A. Formation of hydrogen bonds. This is incorrect. Denaturation disrupts the existing hydrogen bonds within the protein structure, leading to the loss of its functional shape.

C. Removal of R groups from amino acids. This is incorrect. Denaturation does not remove R groups from amino acids; it alters the protein's structure, affecting how the amino acids interact.

D. No change in enzyme activity. This is incorrect. Denaturation typically leads to a loss of enzyme activity because the protein's shape (and active site) is altered, preventing it from functioning properly.

E. Formation of covalent bonds. This is incorrect. Denaturation does not involve the formation of covalent bonds. Instead, it disrupts the non-covalent interactions like hydrogen bonds and ionic bonds that maintain the protein's structure.

Correct Answer

A. It allows organisms to withstand rapid temperature fluctuations.

Explanation

Water's high heat capacity means that it can absorb or release large amounts of heat without experiencing significant changes in temperature. This property helps maintain stable internal conditions, allowing organisms to withstand rapid temperature fluctuations, which is crucial for maintaining homeostasis. This stability is important for proper enzyme function and overall cellular activities.

Why other options are wrong

B. It increases the rate of chemical reactions within cells.

This is incorrect. While water plays an essential role in chemical reactions, its high heat capacity doesn't directly increase reaction rates. Instead, temperature regulation through heat capacity helps maintain optimal conditions for reactions.

C. It facilitates the transport of nutrients across cell membranes.

This is incorrect. While water is important in the transport of nutrients, its high heat capacity is not directly responsible for this function. Transport is more related to osmotic and diffusion processes.

D. It decreases the solubility of gases in bodily fluids.

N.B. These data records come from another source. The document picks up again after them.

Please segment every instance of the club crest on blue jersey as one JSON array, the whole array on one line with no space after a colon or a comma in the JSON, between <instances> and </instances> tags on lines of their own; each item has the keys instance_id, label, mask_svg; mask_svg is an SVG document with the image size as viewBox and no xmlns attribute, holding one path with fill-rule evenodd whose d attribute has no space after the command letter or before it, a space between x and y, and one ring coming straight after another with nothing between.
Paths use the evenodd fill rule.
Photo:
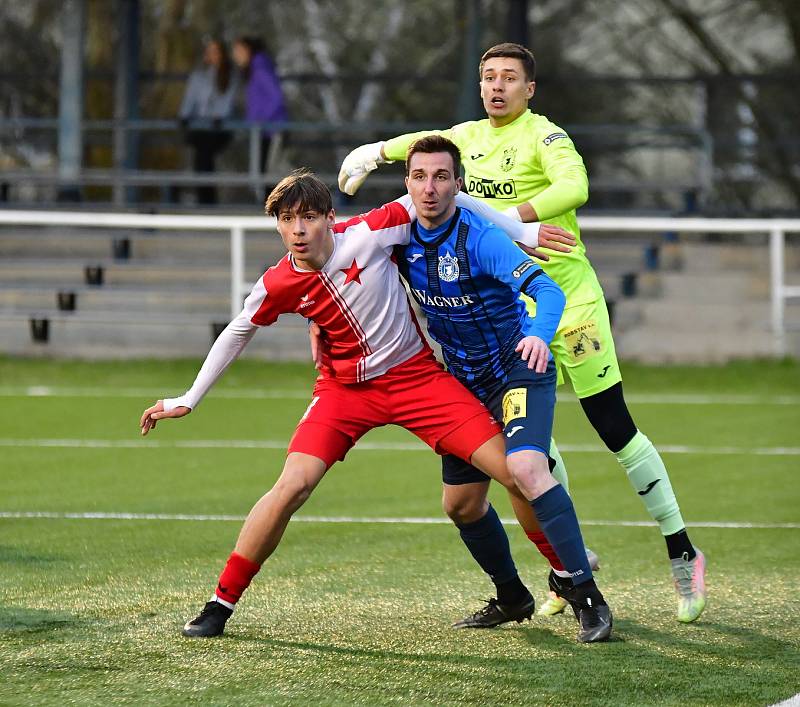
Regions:
<instances>
[{"instance_id":1,"label":"club crest on blue jersey","mask_svg":"<svg viewBox=\"0 0 800 707\"><path fill-rule=\"evenodd\" d=\"M458 258L450 253L439 256L439 279L444 282L458 280Z\"/></svg>"}]
</instances>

This is incorrect. Water's high heat capacity does not decrease the solubility of gases; in fact, gases like oxygen tend to be more soluble in colder water. This option does not relate to the role of heat capacity in homeostasis.

Correct Answer

B. It uses the energy from the electrochemical gradient established by primary active transport, such as the sodium-glucose cotransporter.

Explanation

Secondary active transport does not directly use ATP to move substances across a membrane. Instead, it relies on the electrochemical gradient created by primary active transport. A classic example is the sodium-glucose cotransporter (SGLT), which moves glucose into a cell using the energy from sodium ions moving down their concentration gradient. This gradient is initially established by the sodium-potassium pump, which uses ATP to maintain sodium concentration differences across the membrane.

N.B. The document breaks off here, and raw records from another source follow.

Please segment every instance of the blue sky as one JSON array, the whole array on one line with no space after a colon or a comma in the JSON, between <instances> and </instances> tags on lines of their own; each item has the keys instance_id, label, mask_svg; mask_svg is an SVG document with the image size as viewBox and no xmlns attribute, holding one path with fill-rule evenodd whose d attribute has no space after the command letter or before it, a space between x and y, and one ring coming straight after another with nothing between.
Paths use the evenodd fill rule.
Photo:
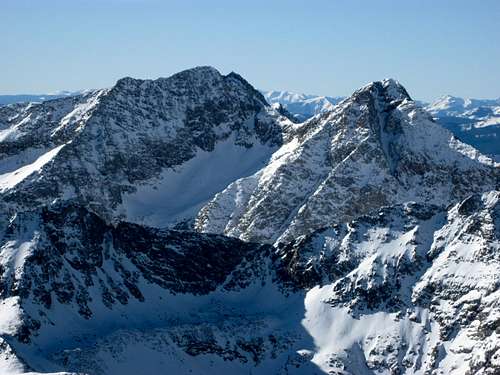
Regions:
<instances>
[{"instance_id":1,"label":"blue sky","mask_svg":"<svg viewBox=\"0 0 500 375\"><path fill-rule=\"evenodd\" d=\"M0 93L111 86L196 65L262 89L500 96L498 0L0 0Z\"/></svg>"}]
</instances>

Why other options are wrong

A. It relies on ATP directly to move substances, such as in the sodium-potassium pump. This is incorrect because direct ATP usage is characteristic of primary active transport, not secondary active transport. The sodium-potassium pump (Na⁺/K⁺ ATPase) actively moves sodium and potassium ions using ATP, but secondary active transport depends on the gradients created by such pumps rather than directly using ATP.

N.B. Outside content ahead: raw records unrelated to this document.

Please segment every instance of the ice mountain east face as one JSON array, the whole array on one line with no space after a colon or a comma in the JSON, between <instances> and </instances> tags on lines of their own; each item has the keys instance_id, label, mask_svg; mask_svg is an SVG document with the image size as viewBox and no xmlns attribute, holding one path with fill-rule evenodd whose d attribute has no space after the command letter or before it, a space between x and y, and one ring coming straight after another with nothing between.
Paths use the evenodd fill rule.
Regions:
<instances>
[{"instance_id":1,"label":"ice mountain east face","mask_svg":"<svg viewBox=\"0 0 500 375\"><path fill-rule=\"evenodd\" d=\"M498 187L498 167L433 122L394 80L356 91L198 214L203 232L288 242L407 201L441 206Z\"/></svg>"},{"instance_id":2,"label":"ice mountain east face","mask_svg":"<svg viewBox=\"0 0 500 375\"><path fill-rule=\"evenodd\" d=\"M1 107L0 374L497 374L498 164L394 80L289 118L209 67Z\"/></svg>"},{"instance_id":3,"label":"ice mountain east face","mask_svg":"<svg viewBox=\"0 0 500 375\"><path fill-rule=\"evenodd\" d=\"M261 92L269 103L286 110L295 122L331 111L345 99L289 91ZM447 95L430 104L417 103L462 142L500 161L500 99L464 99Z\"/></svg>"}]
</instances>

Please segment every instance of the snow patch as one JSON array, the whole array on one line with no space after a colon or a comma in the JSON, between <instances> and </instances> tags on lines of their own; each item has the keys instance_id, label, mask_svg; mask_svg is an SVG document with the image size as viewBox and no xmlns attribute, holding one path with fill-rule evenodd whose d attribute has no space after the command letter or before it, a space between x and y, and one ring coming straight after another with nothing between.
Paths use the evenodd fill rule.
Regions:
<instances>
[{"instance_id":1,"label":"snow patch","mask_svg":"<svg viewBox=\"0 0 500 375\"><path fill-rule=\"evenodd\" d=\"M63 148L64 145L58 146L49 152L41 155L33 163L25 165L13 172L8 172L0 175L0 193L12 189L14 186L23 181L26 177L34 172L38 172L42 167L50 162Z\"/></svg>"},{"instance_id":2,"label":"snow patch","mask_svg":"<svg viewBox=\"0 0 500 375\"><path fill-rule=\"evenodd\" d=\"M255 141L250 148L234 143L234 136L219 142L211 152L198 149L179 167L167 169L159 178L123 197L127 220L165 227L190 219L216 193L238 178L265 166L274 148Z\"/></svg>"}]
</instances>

C. It functions solely through passive diffusion of molecules across the membrane. This is incorrect because secondary active transport involves moving substances against their concentration gradient, which requires an indirect energy source. Passive diffusion, on the other hand, occurs without energy input and moves molecules down their concentration gradient.

D. It involves the direct coupling of two ATP molecules to transport ions. This is incorrect because secondary active transport does not involve direct ATP hydrolysis. Instead, it harnesses the potential energy from ion gradients created by primary active transport mechanisms.